Online may provide enhanced precision, but the feedback will remain less useful, and that students within cohorts will do different forms, teachers will need to trawl through test forms to have any hope of providing feedback. Further, the socialising narrative of the test will be diminished, and likely to alienate marginal students.
Moss (2003) argues that in “much of what I do, I have no need to draw and warrant fixed interpretations of students’ capabilities; rather, it is my job to help them make those interpretations obsolete.” The reporting regime of NAPLAN makes results, in the terms of Austin (1962), performative. That is, NAPLAN reporting does not so much describe, but they create and define. Performative statements are not true or false, but either happy or unhappy. Some of NAPLAN student reporting is unhappy.
(I’m happy to amend or withdraw if there are errors, let me know)
Adams, R. J., & Wu, M. (2007).

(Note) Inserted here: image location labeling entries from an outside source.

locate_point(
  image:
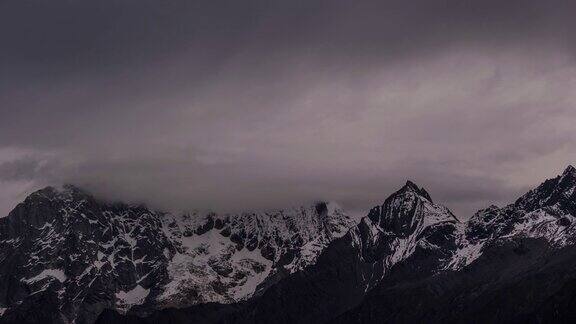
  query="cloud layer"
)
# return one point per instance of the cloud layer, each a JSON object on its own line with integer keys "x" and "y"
{"x": 228, "y": 105}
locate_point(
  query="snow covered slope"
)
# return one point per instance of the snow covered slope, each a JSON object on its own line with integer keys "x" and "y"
{"x": 85, "y": 255}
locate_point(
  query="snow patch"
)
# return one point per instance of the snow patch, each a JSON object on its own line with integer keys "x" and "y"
{"x": 127, "y": 299}
{"x": 52, "y": 273}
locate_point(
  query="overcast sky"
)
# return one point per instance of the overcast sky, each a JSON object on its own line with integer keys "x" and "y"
{"x": 230, "y": 105}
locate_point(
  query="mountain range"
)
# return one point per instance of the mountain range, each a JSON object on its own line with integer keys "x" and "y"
{"x": 68, "y": 257}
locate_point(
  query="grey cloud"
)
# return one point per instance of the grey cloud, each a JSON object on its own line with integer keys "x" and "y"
{"x": 257, "y": 104}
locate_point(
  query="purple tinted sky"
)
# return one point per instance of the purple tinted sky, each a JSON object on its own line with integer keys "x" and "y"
{"x": 232, "y": 105}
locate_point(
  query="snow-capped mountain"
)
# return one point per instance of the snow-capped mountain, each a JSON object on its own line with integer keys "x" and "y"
{"x": 408, "y": 260}
{"x": 78, "y": 255}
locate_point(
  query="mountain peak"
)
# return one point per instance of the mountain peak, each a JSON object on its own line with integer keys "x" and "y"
{"x": 411, "y": 186}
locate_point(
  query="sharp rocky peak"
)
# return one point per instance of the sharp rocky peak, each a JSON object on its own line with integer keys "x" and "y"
{"x": 412, "y": 187}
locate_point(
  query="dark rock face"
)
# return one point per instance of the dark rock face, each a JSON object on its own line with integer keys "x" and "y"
{"x": 66, "y": 256}
{"x": 348, "y": 268}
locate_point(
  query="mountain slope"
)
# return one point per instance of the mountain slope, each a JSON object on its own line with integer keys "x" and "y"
{"x": 79, "y": 255}
{"x": 407, "y": 225}
{"x": 411, "y": 261}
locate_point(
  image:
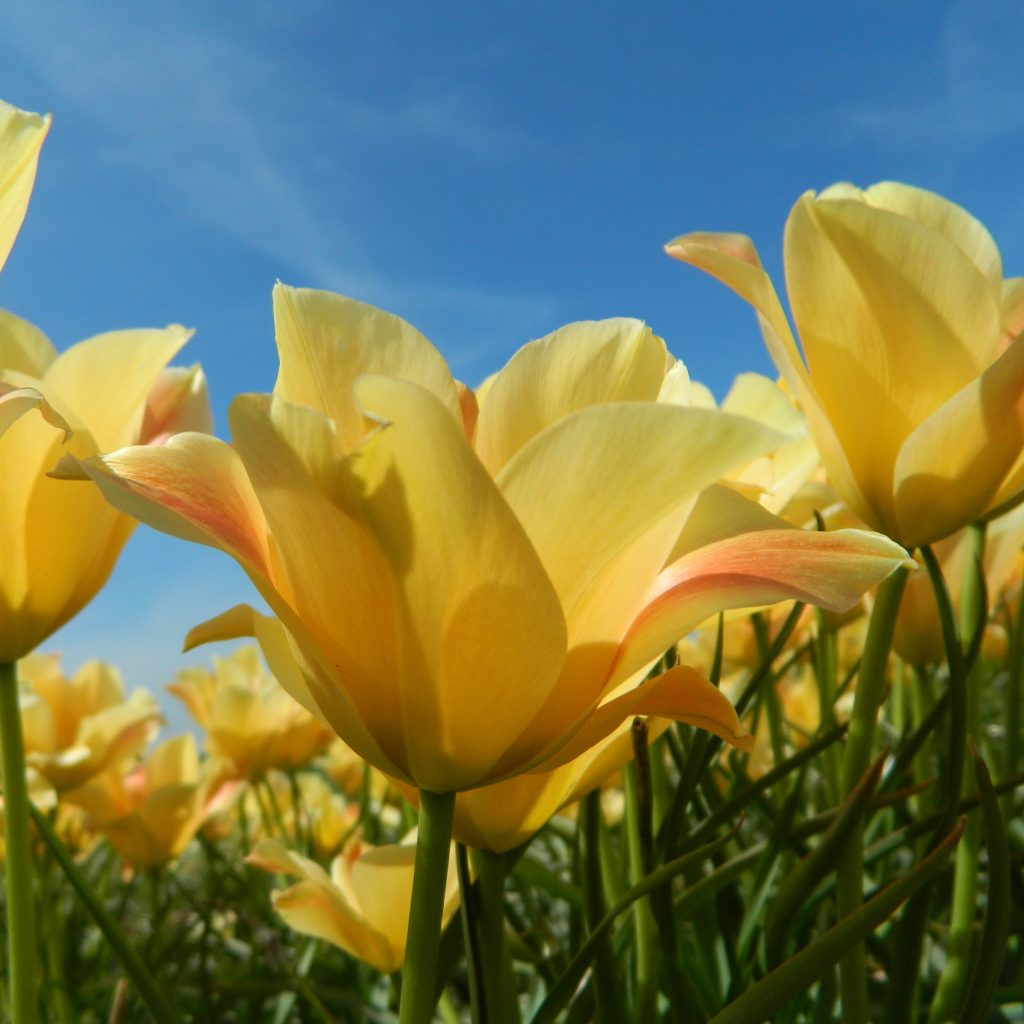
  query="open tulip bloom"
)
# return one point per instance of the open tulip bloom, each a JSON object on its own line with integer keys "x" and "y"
{"x": 913, "y": 379}
{"x": 459, "y": 584}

The mixed-coefficients multinomial logit model: A generalized form of the Rasch model. In M. v. Davier & C. H. Carstensen (Eds.), Multivariate and mixture distribution Rasch models (pp. 57-75). New York, NY: Springer New York.
Austin, J. L. (1962). How to Do Things with Words. Oxford: Oxford University Press.
Camilli, G. (2006). Test fairness. In R. L. Brennan (Ed.), Educational measurement (4th ed., pp. 221-256). Westport, CT: American Council on Education and Praeger Publishers.
Moss, P. A. (2003). Reconceptualizing validity for classroom assessment. Educational Measurement: Issues and Practice, 22(4), 13-25.
Rasch, G. (1980). Probabilistic Models for Some Intelligence and Attainment Tests. Chicago: MESA PRESS. (Original work published 1960)
Vogl, E., & Pekrun, R. (2016). Emotions that matter to achievement. In G. T. Brown & L. R. Harris (Eds.), Handbook of human and social conditions in assessment (pp. 111-128). New York: Routledge.
Wu, M., & Adams, R. J. (2002). Plausible Values–why they are important. Paper presented at the International Objective Measurement Workshop, New Orleans.
Zieky, M. J. (2015). Developing fair tests. In S. Lane, M. R. Raymond, & T. M. Haladyna (Eds.), The handbook of test development (2 ed., pp. 81-99). New York: Routledge.